Tarantino is still Tarantino, which means his less savory instincts are again on full display. The most prominent female characters are all very conspicuously, distractingly barefoot. Rebecca Gayheart briefly portrays Cliff Booth’s shrill, unpleasant wife, who, it is implied, was accidentally or intentionally harpooned to death. Mercifully, Tarantino cuts away before any blood is shed, but the damage is done — we’ve already imagined this character’s ill fate. (It recalls the abrupt, sadistic dispatching of women in other Tarantino movies.) This flashback-within-a-flashback is paired with Once Upon A Time In Hollywood‘s other primary problematic element — a less-than-flattering depiction of Bruce Lee that has drawn plenty of criticism. Brad Pitt is fantastic as Cliff Booth, and the character is a lot of fun — but he’s also an embodiment of pure white male ego, kicking ass and taking names (and killing wives?) without consequence.bruce-lee-once-upon-a-time-brad-pittOnce Upon A Time In Hollywood is, in so many ways, a celebration of a time when privileged white men ruled the roost. The hippie movement threatened that establishment — and though Manson himself was a vile racist, it’s fair to read the Manson murderers as representative of changing tides in Hollywood. (Both Cliff and Rick express plenty of disdain for hippies.) Tarantino was once the disruptor, shaking the Hollywood establishment in the early 90s with his daring, unconventional films; now, he’s squarely on the side of the grumpy old men, demanding that the kids get off his lawn. (To be fair, the kids have knives and came to kill everybody.)
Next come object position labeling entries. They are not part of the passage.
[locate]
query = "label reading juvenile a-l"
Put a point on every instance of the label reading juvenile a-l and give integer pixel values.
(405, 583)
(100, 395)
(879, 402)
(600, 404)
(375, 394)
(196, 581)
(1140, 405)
Once Upon A Time In Hollywood is Tarantino’s most grounded story by far, slavishly recreating certain true-to-life details and carefully fabricating others in a way that still feels like they could or did really happen… until that climax, anyway. No other Tarantino film feels even remotely like a true story.) You could even call this one introspective, to a point… but then, he’s not a restrained enough filmmaker to not have some very gruesome killing at the end. And hey — why not give those Manson devils the hell they deserve?

In many ways, Once Upon A Time In Hollywood fits right in with what Tarantino’s been doing all along. In others, it is his biggest departure yet. For die hard Tarantino fans, that may be bad news. For me, it’s a signal that Tarantino still has the ability to rattle and surprise us after all these years. After nine movies that more or less did the same thing, the pony finally learned a new trick.

"Once Upon a Time in Hollywood" (2019)

All Tarantino movies are about movies, but Once Upon A Time In Hollywood is the first to make that literal. It’s as reverent toward old Hollywood as the rest of his oeuvre, while showing off thrilling cinematography and awards-caliber performances that are as modern as can be. (DiCaprio and Pitt are shoo-ins for Oscar nods… right?) It’s almost sacrilege to declare Once Upon A Time In Hollywood superior to Tarantino’s most esteemed films, which have had such an influence on the medium. But I’ve also been waiting for a Tarantino film that cut a little deeper — one that actually made me think.

So as far as I’m concerned? This might just be his masterpiece.